Ski Mountaineering Through Scotland’s Landscapes
Ski mountaineering enthusiasts readily agree that this burgeoning sport is one of the best ways to view Scotland’s hills in winter, while avoiding the inevitable crowds on piste. Ski mountaineering, also referred to as ski touring, is offered by a number of tour operators and ski schools to skiers looking for some adventure, and Scotland’s rugged landscape has some superb ski mountaineering options.
In Lochaber and the Western Highlands of Scotland, the peaks and plateaus of the Mamore mountain range near Fort William beckon skiers to sharpen their skills. A gondola uplift makes the summit of Aonach Mor reasonably easy to reach, with other more strenuous options for those who feel up to the challenge, such as tackling Ben Nevis, which at 1344 meters is the highest peak in Scotland. In the Central Highlands, skiers are likely to find good ski mountaineering conditions on Ben More and Stob Binnein by Crianlarich, as well as the grassy hills of Ben Lawers and Ben Alder just southwest of Dalwhinnie.
The Cairngorms National Park offers some good skiing opportunities, generally along with favorable weather conditions, especially in late March and April. The Cairngorms massif has a good snowfall record, bold summits, extensive plateau and a variety of downhill terrain including challenging gullies and wide open powder fields. A favored route of ski mountaineers is to tour the round of the Northern Corries, taking skiers over the summits of Ben Macdui, Cairn Lochan and Cairngorms.

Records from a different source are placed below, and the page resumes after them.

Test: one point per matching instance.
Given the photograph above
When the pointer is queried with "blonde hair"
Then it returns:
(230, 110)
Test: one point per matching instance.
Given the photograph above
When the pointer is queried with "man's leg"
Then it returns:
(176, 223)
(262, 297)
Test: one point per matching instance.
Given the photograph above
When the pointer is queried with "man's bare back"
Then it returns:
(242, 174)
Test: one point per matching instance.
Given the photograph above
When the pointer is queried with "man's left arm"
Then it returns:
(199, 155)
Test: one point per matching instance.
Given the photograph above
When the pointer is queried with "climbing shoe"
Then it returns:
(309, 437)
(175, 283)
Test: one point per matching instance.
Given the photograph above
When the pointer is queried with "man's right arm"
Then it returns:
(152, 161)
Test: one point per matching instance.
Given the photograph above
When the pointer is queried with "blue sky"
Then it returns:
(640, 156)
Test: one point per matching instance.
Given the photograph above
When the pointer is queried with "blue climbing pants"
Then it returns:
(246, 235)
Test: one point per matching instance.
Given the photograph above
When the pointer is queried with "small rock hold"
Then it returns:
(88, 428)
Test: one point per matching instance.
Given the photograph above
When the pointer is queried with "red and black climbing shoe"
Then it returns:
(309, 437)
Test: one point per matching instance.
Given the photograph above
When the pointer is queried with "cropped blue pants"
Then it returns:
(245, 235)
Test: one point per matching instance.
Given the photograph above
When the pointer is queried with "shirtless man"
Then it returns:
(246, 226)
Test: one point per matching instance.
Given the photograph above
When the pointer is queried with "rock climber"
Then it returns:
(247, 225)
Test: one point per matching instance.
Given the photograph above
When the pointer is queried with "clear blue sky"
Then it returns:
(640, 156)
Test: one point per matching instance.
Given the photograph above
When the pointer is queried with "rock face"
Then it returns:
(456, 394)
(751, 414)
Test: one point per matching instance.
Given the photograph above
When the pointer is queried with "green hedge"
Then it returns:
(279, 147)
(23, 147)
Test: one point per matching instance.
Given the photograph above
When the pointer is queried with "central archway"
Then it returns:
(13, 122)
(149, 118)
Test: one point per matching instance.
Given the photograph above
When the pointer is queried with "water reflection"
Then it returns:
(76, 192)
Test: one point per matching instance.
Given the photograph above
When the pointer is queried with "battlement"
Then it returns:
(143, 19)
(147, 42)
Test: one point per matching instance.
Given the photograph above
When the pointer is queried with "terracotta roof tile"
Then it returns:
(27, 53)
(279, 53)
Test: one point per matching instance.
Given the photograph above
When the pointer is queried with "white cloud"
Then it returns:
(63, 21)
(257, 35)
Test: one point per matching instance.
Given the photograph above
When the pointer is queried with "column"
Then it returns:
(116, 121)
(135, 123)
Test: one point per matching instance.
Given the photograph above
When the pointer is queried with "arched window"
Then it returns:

While ski mountaineering can be more risky than conventional skiing, if carried out responsibly it need not be dangerous. Before taking to the hills, skiers will be given brief training on safety measures and the equipment needed, which includes avalanche transceivers and ice axes. The skis that are used for ski mountaineering allow the heel to be free during ascents, snapping into a fixed position for descents. As is the case with any trip into the mountains during winter, skiers need to know how to navigate and must constantly be aware of changing weather conditions, which can be quite rapid at times. Beginners would do well to undertake their first ski mountaineering adventure under the watchful eye of experienced instructors, and in this way gain the most benefit from ski mountaineering in Scotland.